Por vezes surgem alguns trabalhos mais difíceis de conjugar. Lembro-me de uma passagem de ano em que pedi ajuda aos meus colegas na TVI para estar livre da escala por 11 noites seguidas. Nesse período, estive ao serviço da TSF como jornalista. Depois descansei dois dias e voltei à escala da TVI. Quanto ao trabalho de DJ, marco as noites em discotecas sempre com a salvaguarda de qualquer alteração de última hora, visto que a Televisão e a Rádio são a minha prioridade.

 

 

   ACQJFM.: É a voz principal do canal português com maior audiência. É o ponto mais alto da sua carreira ou espera que o futuro lhe traga outros desafios?

 

   PD.: No dia em que eu achar que atingi o ponto alto da minha carreira, não terei mais vontade de me levantar da cama e ir trabalhar com gosto. Quero mais. Sei que tenho muito ainda para aprender. Adoro televisão e, apesar da idade ir avançando, desde que tomei consciência de que era este o caminho que queria seguir, não desisto de um dia realizar e apresentar um projeto de televisão.

Tenho formação na área, tenho carteira profissional e adorava fazer reportagem de guerra. Não desisto, porque gosto de aprender.

A minha primeira participação em televisão foi no "Big Show SIC", como apresentador de cidade e no júri estava Miguel Simões e Carlos Ribeiro, dois “Dinossauros “ da comunicação em Portugal e com quem tive o prazer de aprender e partilhar o estúdio, uns anos mais tarde. Passei pela Renascença onde também partilhei trabalhos com profissionais com alguns dos meus ídolos, como o António Sala, o Fernando Correia,  o Pedro Tojal, entre outros.
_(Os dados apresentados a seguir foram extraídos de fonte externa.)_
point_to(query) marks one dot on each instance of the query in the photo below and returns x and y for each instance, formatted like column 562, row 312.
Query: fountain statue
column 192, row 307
Resumindo, espero chegar mais longe e espero cumprir todos os sonhos que tracei para mim.

 

 

   ACQJFM.: A televisão ainda é a "caixa mágica"?

 

   PD.: As redes sociais e a facilidade com que hoje se coloca uma imagem ou vídeo a circular na Internet, apagou um pouco o segredo dos bastidores da televisão. Na rádio esse efeito ainda é maior. O segredo e a curiosidade de saber como é a pessoa que está por trás daquela voz desapareceu com a evolução dos meios de comunicação. As rádios e as televisões tiveram de se adaptar à moda das redes sociais para criar uma aproximação com quem deixou de ouvir rádio ou ver TV.
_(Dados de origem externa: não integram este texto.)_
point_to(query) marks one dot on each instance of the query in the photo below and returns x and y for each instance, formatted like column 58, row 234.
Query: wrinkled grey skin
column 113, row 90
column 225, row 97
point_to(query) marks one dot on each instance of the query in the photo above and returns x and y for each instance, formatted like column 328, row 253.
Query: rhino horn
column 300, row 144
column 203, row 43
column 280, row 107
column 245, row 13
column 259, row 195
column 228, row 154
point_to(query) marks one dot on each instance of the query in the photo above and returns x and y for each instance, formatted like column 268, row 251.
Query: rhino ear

No entanto, costumo dizer que os locutores de televisão são os "ilustres desconhecidos" da TV. Porquê? Porque todos os dias entramos na casa das pessoas, todos os dias lhes dizemos “boa noite” e convidamos para ficarem um pouco mais na nossa companhia, mas ninguém nos conhece a cara. Aliás, em qualquer um dos canais de TV em sinal aberto, nunca ninguém incluiu nas Galas de aniversário ou de Natal a presença dos locutores. Os tais que todos ouvem, mas que ninguém sabe quem são.

Desde que entrei para a TVI, em 2007, criei a minha frase : “Deixe-se ficar, vai ver que vai gostar!”. Por vezes, no dia a dia, acabo por dizer esta frase sem querer. Aconteceu-me há uns meses, numa caixa do supermercado, em que a funcionária olhava para um produto alimentar que eu levava e disse-me que já por várias vezes que esteve para comprar para ela, mas não sabia se ia gostar. Perante isto, disse-lhe de forma natural e sem querer: "tem de experimentar, vai ver que vai gostar !”. Quando acabei de dizer isto, a jovem olhou para mim e disse-me: “ Parecia que estava agora a ver a TVI”. Eu sorri, mas não disse mais nada. Percebi que o timbre de voz, juntamente com a frase que já é tão familiar dos espectadores, levou aquela jovem a reconhecer o tom da frase.

Não escondo orgulho, o que alguns preferem chamar vaidade.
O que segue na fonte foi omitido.